If the machinery is not running at full power (class c), it is important to find out the reason for this defect. If the plant is too powerful for the amount of work it has to do, it is a question as to whether more work cannot be given it by a rearrangement of plans; for machinery which is not doing its full work costs nearly as much to run as when fully occupied. Not only so, but most clayworking machinery works more smoothly and satisfactorily when at its proper load than when running light, and the wear and tear is proportionately less. If the cause of waste of power is due to defects in the adjustment of the plant, or to actual defects in construction, it will generally be found that repairs and adjustment will rapidly repay their cost. If it is a question of antiquated plant (as, for instance, an old boiler which the insurance company will not allow to be worked at full pressure), it is often cheaper in the long run to replace it with more modern or, at any rate, more efficient machinery.

It is only when machinery is working at normal speed, with normal output and full time, that it can be regarded as satisfactory ; other conditions involve waste which, however caused, is nevertheless waste, and must be regarded as such without any attempt at 'glossing it over' if economical working is to be secured. The sight of machinery running 'loose' is so common in clayworking, that little or no notice is taken of it; it is considered to be on a level with 'breakages,' 'bad kilns,' etc.—that is, as losses which cannot be avoided. Needless to say, a little study on the part of the manager will rapidly convince him that this is by no means the whole truth. What is true of machinery is equally so of steam used for heating purposes; the amount of this commodity wasted annually in most clayworks is simply astounding.

Waste at the Boiler may usually be checked by a careful watch on the coal-book, or by a small bonus to the fireman if he can reduce the amount of fuel burned and yet keep up the steam. At the presses and mills it may usually be reduced by a system of piecework, accompanied with various encouragements to the men to work as rapidly as possible consistent with good work. This will ensure the full use of the machines when in use, but will not always prevent their running 'loose' unless there is abundant work for the men. A study of the lines of shafting will also indicate whether greater economy cannot be secured by using clutches so as to minimise the amount of idle shafting in motion.

Some machines are so clumsy, and require so much unnecessary power to drive them compared with the work they have to do, that their use involves a continual waste of power. Sometimes this waste cannot be avoided, because two or more classes of goods are made on the same machine; but even then it will often be more economical to obtain a smaller machine for the lighter work, the increased output being utilised in selling the goods at a slightly cheaper rate and still making a greater profit per annum.

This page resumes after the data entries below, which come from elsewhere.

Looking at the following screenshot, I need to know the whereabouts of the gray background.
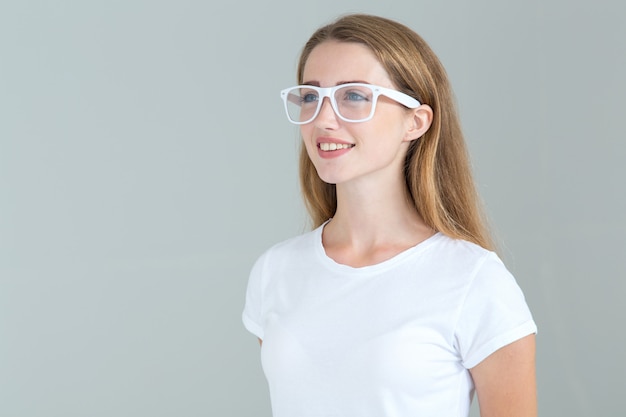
[0,0,626,417]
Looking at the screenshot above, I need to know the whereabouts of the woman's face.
[301,41,423,186]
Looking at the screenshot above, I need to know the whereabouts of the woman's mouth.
[317,142,354,152]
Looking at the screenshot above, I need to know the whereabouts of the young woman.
[243,15,536,417]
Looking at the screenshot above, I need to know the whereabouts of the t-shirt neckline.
[314,219,444,275]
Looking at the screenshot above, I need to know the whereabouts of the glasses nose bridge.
[317,87,339,116]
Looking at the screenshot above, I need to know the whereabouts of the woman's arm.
[470,334,537,417]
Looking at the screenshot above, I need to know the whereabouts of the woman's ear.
[404,104,433,142]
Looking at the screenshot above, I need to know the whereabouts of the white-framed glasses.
[280,83,421,125]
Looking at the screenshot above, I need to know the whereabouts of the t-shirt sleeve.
[456,253,537,369]
[242,252,265,339]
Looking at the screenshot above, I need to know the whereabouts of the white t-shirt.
[243,226,537,417]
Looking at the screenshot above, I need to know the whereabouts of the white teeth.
[320,143,353,151]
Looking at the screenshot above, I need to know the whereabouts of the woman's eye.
[302,93,317,103]
[345,91,367,101]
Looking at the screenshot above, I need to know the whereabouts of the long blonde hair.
[297,14,493,249]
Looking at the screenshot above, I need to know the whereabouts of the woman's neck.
[323,176,434,267]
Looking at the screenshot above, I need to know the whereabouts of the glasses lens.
[286,87,319,123]
[335,85,374,121]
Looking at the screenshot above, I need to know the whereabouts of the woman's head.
[297,15,491,247]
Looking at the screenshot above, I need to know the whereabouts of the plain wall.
[0,0,626,417]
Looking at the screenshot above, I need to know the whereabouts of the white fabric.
[243,226,536,417]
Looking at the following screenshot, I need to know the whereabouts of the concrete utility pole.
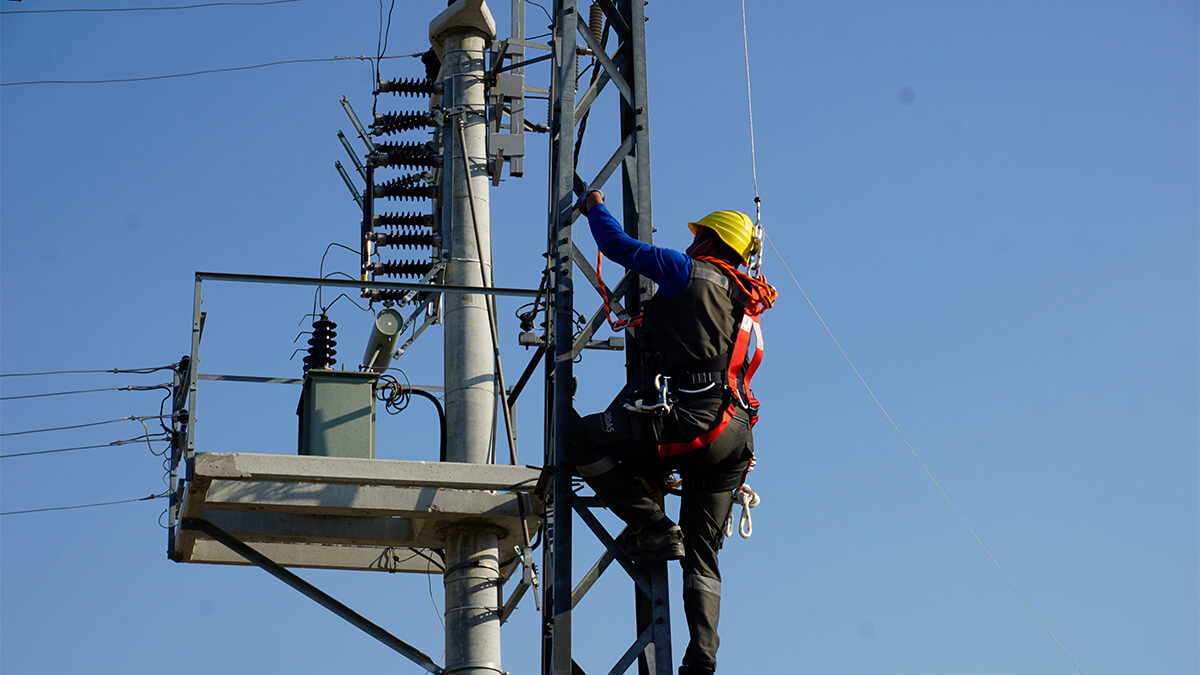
[430,0,503,675]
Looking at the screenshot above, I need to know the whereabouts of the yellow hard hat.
[688,211,758,264]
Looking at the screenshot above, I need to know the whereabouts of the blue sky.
[0,0,1200,675]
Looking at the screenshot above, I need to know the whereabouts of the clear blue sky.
[0,0,1200,675]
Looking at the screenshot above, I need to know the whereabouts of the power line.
[0,53,421,86]
[0,434,170,459]
[0,364,175,377]
[0,383,170,401]
[766,230,1084,674]
[0,414,170,436]
[0,0,301,14]
[0,492,168,515]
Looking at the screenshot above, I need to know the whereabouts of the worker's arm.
[581,191,691,298]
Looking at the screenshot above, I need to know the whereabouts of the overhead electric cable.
[0,53,421,86]
[0,414,170,436]
[0,492,169,515]
[0,382,170,401]
[767,237,1084,675]
[0,0,302,14]
[0,364,175,377]
[0,435,170,459]
[742,0,1084,675]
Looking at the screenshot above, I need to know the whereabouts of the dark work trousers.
[566,386,754,673]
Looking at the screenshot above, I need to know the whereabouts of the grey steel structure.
[168,0,672,675]
[542,0,671,675]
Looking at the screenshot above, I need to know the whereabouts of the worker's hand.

It is a matter of relative cost.

Waste of Power in Transport is another serious loss in many clayworks, few engines used for this purpose being worked at anything like their greatest efficiency. In most cases it is the result of bad management, by which a succession of small loads at fairly frequent intervals occurs instead of larger ones at longer intervals. The waste here is not only in the power, but also in the labour involved in driving the engine (or ponies), which might, under better arrangement, be employed on other jobs. This does not mean that a cheese-paring policy will be successful, but that in many clayworks a rearrangement of the transport will often result in one man's or lad's labour being available for other work during a considerable portion of the day. This is clearly not a case where generalities will be of use: each works must be considered in the light of its own circumstances and conditions.

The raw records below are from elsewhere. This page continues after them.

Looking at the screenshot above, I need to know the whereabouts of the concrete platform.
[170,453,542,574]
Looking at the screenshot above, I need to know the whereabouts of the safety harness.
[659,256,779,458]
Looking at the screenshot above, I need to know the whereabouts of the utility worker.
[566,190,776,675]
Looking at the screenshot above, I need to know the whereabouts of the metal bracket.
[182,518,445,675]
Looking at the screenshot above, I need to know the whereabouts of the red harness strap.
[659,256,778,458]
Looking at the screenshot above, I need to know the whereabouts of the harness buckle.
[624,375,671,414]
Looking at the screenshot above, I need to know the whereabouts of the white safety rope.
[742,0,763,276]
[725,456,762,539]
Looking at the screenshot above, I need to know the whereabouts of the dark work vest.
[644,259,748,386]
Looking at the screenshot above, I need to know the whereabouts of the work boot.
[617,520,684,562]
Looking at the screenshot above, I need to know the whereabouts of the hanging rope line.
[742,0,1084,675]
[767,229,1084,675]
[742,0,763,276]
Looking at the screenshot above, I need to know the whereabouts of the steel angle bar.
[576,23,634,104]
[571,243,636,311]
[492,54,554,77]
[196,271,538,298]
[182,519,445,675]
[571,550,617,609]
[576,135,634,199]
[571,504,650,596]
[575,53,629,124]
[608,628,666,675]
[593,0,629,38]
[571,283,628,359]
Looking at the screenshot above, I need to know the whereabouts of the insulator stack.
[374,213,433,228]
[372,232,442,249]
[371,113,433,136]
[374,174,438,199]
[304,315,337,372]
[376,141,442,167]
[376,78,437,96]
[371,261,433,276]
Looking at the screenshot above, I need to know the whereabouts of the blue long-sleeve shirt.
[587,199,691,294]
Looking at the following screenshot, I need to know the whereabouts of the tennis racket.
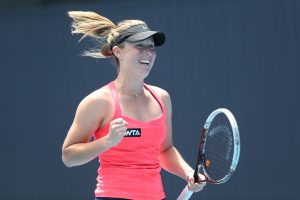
[177,108,240,200]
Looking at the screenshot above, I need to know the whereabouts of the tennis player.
[62,11,205,200]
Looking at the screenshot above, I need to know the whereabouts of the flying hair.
[68,11,145,58]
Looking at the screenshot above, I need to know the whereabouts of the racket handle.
[177,186,193,200]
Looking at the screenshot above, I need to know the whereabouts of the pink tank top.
[94,82,167,200]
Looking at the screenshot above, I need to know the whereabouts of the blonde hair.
[68,11,145,58]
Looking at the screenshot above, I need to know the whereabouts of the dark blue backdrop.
[0,0,300,200]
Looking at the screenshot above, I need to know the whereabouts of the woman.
[62,11,205,200]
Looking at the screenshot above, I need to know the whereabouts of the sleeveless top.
[94,82,167,200]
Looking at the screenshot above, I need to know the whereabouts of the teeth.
[140,60,150,65]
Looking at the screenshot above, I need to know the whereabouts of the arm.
[159,91,194,180]
[159,88,205,192]
[62,88,126,167]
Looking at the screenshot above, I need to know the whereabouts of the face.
[113,38,156,78]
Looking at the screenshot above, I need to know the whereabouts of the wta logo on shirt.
[124,128,142,137]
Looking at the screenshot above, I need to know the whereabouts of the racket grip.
[177,186,193,200]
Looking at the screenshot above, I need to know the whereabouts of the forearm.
[159,146,193,179]
[62,136,113,167]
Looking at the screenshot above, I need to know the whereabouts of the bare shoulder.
[79,86,111,108]
[76,86,113,125]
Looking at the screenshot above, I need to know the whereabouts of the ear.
[112,46,122,59]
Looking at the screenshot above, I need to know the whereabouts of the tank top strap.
[144,83,165,114]
[108,81,121,116]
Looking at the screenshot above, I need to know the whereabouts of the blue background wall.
[0,0,300,200]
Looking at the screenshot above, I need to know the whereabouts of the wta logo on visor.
[124,128,142,137]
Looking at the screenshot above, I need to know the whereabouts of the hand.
[186,172,206,192]
[107,118,128,146]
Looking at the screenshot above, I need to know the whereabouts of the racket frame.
[193,108,240,184]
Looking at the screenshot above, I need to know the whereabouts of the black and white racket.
[177,108,240,200]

Waste Steam is chiefly due to carelessness on the part of the workmen in not turning off cocks when the steam is not required; or in using more steam than is necessary for a particular purpose (this is especially true in drying sheds); or in allowing the machinery to run without working. On this account it is very desirable that the control of all steam-cocks should be in the hands of the foremen only and not in those of the individual workers. Leaks in the piping or in the engine, boiler, or other part of the machinery should be under the responsibility of the

engineer, and some means should be adopted to see that he keeps the plant under his charge in efficient condition. This may readily be done by means of occasional indicator readings of the engines and dynamometer readings of the machines. În fact, it is a good investment to attach some simple form of register to each machine of which the output is not paid for by the piece, in order to ascertain how many hours per day it runs idly or with only partial work.

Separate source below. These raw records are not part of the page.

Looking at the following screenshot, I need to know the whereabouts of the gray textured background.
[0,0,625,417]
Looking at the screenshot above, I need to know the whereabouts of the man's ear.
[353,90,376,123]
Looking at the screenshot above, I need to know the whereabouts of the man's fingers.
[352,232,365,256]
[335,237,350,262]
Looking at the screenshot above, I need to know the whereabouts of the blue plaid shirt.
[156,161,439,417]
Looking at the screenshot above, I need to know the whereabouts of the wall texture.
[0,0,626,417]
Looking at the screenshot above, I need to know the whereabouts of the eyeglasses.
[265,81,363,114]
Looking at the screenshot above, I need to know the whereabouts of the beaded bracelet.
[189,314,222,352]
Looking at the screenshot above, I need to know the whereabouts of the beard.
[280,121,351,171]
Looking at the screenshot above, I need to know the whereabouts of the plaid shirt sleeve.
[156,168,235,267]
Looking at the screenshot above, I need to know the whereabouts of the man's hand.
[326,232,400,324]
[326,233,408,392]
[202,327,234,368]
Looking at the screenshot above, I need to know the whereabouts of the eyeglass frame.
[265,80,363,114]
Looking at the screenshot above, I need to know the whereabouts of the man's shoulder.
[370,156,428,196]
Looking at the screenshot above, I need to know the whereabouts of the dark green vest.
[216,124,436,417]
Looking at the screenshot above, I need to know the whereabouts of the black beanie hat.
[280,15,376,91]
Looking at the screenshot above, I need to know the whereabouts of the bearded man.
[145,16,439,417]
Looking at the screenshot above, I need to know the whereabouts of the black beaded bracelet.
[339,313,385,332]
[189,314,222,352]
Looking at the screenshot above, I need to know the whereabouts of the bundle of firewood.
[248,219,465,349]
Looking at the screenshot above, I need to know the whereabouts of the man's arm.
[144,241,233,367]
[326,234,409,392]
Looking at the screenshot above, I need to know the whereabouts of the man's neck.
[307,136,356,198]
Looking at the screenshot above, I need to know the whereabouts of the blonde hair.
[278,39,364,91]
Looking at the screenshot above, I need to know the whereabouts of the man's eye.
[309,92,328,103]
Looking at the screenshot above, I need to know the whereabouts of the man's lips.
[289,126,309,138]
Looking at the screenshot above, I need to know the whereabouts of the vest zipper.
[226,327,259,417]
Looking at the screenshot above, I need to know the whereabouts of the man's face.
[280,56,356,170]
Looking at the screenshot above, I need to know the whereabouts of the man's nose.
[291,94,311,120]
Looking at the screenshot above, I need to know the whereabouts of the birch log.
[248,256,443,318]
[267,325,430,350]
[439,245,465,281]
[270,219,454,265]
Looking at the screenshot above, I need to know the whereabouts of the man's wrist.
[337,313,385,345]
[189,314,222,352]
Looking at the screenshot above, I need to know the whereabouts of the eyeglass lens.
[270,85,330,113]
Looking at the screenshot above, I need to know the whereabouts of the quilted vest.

One of the great advantages of electricity as a source of power is the readiness with which it may be measured, as a simple wattmeter on each machine will register the total power consumed, and a careful study of these records ensures such electrically-driven machinery being worked to the fullest advantage. This information is not so readily obtained for steam-driven plant, but where it can be obtained it almost invariably results in more economical working and reduced running expenses. Unfortunately, so long as steam is so useful and economical a heat-transporter it is hardly likely that electricity will make much headway in many classes of clayworking; but there is little doubt that where heat can be economically obtained from fuel directly, or in those parts of the works where power, but not steam, is required, that electricity will sooner or later be adopted, not only on account of the advantages it possesses as a form of energy, but also from the ease of measurement which enables its exact cost to be so readily obtained. factor of cost is likely to become increasingly important with increasing competition in the future.

This

Waste of Heat is, in some respects, the most serious and most difficult of prevention of any waste in a clayworks. Whether the heat is lost in the form of steam or actual heat from fuel matters little; in either case the money it absorbs per annum is immense.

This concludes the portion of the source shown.